Then to partake of a hog roast, lovely slices of meat in a bun with stuffing and applesauce. After this Lorraine and I spent about half an hour making fond farewells to Isy and Matt and other friends old and new. It had been such a nice time, and great to see everyone.

Lorraine sufficiently repaired to make the long drive home from Barleyford Farm all the way to Brighton, with just one stop. We set off at about half five, and made it home at quarter to eleven, still listening to The Weirdstone of Brisingamen. It was a clever move driving home on Sunday night, because the next day was a bank holiday and the roads would have been murder.
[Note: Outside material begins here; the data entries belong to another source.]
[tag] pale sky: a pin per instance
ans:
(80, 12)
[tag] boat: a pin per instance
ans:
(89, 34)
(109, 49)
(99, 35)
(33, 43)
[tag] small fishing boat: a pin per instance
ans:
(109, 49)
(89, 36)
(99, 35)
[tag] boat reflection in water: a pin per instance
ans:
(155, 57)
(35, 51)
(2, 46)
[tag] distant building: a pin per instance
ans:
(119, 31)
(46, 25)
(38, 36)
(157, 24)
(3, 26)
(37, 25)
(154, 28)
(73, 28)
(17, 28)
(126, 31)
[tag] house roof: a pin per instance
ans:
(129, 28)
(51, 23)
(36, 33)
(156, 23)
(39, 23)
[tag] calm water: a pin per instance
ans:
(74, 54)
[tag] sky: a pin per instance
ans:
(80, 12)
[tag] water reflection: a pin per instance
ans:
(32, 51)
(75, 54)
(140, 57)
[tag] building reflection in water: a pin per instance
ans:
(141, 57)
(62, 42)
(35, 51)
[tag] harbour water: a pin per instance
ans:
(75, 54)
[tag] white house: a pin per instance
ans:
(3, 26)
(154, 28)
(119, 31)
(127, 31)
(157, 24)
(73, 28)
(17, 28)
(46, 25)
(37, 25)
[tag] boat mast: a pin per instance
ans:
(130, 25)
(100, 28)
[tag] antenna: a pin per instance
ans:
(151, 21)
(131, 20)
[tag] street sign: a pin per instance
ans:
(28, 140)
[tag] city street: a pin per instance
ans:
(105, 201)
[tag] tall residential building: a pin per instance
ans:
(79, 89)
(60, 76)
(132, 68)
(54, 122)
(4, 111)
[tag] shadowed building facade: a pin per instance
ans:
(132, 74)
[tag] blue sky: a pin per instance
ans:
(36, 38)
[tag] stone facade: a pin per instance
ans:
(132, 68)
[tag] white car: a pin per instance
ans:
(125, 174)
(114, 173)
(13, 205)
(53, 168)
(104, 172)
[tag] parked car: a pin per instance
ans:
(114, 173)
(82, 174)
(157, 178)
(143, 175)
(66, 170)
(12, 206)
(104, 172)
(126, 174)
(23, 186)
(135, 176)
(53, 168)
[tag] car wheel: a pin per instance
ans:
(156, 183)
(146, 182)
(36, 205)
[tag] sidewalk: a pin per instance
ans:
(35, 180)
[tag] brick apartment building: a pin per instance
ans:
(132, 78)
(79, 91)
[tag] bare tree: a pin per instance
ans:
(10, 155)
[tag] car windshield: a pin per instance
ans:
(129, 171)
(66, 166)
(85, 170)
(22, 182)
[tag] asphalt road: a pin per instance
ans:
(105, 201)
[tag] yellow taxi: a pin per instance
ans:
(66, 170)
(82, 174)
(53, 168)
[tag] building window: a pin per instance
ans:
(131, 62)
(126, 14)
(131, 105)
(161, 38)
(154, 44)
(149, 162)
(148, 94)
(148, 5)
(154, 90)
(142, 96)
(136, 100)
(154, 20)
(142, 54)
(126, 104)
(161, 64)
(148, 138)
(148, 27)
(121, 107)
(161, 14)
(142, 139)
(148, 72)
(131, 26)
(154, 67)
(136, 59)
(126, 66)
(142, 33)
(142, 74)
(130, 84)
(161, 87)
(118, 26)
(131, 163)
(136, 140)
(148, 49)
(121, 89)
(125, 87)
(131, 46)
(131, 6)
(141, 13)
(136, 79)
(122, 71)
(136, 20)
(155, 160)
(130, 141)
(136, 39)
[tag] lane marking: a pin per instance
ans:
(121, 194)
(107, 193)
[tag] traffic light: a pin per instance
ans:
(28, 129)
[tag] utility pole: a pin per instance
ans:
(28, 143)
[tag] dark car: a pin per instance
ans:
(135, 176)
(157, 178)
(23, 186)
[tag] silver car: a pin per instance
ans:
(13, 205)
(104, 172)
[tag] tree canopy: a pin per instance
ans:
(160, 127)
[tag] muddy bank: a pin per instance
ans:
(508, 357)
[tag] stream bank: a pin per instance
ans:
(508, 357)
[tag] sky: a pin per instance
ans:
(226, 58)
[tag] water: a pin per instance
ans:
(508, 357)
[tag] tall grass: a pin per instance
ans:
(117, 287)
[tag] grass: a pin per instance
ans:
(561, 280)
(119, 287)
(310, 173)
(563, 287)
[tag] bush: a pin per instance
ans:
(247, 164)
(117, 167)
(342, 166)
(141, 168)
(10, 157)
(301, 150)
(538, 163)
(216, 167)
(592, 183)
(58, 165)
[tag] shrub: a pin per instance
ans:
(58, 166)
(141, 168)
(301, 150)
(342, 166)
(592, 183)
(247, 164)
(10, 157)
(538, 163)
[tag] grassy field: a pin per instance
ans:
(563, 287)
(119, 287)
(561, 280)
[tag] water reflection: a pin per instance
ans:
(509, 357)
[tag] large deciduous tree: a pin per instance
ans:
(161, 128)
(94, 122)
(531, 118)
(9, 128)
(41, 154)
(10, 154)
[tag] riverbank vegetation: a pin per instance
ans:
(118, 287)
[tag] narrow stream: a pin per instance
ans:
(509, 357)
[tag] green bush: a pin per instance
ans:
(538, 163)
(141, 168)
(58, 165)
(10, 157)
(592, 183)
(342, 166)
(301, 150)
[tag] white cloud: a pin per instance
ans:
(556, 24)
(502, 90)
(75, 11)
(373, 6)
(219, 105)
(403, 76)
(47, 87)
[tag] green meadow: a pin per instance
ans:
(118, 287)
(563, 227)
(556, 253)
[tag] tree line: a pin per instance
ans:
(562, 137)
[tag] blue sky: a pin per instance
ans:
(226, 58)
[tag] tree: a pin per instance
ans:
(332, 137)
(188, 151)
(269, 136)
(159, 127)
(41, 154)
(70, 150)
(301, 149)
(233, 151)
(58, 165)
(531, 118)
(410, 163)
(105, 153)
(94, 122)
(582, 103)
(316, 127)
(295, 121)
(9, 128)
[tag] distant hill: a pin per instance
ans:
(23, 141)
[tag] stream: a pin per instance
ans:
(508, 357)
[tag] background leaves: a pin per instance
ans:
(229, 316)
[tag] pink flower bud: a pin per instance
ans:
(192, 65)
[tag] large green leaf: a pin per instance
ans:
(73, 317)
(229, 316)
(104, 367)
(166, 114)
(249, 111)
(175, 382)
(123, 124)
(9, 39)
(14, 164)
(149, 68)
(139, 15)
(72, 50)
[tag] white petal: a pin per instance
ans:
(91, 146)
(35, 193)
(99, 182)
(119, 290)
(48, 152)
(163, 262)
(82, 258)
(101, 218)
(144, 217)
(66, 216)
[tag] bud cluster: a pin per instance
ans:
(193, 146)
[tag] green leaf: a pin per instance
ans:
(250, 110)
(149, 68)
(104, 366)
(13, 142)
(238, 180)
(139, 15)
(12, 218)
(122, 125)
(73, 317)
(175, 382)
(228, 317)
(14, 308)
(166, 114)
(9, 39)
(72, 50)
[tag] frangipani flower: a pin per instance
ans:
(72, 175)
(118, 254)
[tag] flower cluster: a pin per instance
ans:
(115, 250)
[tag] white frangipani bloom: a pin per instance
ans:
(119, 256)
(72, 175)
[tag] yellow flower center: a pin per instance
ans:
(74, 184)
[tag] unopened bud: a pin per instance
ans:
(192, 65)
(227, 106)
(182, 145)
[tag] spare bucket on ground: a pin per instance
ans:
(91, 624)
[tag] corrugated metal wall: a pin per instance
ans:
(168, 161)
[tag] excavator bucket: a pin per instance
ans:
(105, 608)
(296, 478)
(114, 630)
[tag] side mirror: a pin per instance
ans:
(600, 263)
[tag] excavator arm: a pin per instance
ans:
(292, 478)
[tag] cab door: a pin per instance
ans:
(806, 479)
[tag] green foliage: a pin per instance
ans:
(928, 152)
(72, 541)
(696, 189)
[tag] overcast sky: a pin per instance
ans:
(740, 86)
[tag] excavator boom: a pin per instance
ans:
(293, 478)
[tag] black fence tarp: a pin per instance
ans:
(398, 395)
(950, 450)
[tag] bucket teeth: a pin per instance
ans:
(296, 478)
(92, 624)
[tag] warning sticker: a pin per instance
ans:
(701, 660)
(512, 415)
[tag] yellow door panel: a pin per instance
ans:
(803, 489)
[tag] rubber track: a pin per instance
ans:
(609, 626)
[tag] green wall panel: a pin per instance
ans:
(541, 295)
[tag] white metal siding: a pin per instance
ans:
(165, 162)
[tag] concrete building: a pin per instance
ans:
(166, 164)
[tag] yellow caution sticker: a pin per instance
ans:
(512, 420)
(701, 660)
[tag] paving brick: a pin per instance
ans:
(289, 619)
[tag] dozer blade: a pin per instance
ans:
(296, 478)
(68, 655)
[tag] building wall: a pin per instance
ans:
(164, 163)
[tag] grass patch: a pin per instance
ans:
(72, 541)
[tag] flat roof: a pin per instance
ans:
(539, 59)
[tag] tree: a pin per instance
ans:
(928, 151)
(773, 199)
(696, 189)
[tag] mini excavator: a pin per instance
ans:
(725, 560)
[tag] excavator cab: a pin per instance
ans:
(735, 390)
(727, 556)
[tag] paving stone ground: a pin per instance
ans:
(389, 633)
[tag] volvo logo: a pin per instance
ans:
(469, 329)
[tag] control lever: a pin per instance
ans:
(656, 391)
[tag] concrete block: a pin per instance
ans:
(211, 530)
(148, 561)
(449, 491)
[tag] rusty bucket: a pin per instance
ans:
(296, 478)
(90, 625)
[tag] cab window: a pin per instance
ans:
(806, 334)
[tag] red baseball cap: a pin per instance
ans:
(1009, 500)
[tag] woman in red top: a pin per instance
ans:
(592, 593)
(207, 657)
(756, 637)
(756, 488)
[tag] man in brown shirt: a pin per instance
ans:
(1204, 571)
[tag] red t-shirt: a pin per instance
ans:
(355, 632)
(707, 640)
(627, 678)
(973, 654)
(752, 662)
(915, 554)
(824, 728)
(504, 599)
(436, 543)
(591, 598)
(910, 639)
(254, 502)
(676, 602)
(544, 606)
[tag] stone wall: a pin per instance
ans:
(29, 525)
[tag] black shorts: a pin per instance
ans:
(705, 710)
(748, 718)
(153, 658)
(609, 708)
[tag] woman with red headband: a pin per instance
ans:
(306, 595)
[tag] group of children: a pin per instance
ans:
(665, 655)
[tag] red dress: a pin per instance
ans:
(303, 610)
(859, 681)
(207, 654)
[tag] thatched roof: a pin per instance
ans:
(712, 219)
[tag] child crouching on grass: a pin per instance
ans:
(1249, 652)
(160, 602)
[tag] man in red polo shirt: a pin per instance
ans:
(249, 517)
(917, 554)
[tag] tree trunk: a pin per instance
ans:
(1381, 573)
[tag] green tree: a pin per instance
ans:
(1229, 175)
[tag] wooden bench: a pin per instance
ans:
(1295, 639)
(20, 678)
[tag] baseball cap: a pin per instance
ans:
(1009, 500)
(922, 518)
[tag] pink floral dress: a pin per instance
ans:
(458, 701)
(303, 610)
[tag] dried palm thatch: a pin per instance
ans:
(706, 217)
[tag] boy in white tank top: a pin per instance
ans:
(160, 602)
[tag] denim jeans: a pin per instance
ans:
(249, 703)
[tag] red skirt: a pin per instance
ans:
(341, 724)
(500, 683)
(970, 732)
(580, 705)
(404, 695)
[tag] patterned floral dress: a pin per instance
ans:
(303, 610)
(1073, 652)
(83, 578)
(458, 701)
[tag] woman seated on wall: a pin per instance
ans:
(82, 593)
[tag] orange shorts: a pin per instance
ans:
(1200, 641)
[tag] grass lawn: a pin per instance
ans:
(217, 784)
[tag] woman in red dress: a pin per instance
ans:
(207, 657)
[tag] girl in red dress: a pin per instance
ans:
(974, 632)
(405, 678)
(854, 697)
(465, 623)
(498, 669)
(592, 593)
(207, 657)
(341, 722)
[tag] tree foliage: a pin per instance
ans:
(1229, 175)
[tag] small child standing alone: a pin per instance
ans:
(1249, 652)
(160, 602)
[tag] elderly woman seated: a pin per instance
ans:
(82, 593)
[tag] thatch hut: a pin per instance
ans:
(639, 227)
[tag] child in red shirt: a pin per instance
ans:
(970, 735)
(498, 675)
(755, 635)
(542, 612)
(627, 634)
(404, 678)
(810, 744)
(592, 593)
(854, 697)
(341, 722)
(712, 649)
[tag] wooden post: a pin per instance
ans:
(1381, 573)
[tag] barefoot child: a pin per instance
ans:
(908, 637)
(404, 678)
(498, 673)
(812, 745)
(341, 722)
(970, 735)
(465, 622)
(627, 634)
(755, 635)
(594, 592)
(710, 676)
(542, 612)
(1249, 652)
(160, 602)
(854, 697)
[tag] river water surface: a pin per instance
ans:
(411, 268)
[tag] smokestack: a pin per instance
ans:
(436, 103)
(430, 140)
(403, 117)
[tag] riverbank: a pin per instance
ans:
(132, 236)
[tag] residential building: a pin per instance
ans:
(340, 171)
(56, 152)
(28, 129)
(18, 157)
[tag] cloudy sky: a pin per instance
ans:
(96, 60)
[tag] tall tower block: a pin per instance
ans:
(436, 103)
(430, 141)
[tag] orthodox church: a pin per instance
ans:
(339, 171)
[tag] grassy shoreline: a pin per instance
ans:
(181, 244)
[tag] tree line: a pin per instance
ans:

Home at last, bumped into Rosie and Innis picking up their car, as they had kindly cat sit for us, and were driving home to Hove (their place is being repaired after a ghastly flood from the floor above). Lorraine and I sloped quickly to bed, oh God the joy of one's own bed is hard to convey.

Below, the view at the end of the Barnfield: hanging out with a few pals in the afternoon, Lorraine, First Matie, Ian (Matt's best man), Nicola, and Max; Max again, a man whose name I didn't learn, the bridegroom Matt, the French Bloke; the French Bloke and Jagdeep; finally one of my lovely wife Lorraine at the wheel speeding through gorgeous countryside, something we did lots of in the last few days.

Saturday, August 26, 2017

Matt and Isy's Wincle wedding

So up at the De Trafford hotel and eating a Chef and Brewer breakfast downstairs before packing and getting ourselves sorted for the big wedding to be held at a farm near the village of Wincle, south of Macclesfield and in the edge of the peak district national park. All rather idyllic and a gorgeous drive there too.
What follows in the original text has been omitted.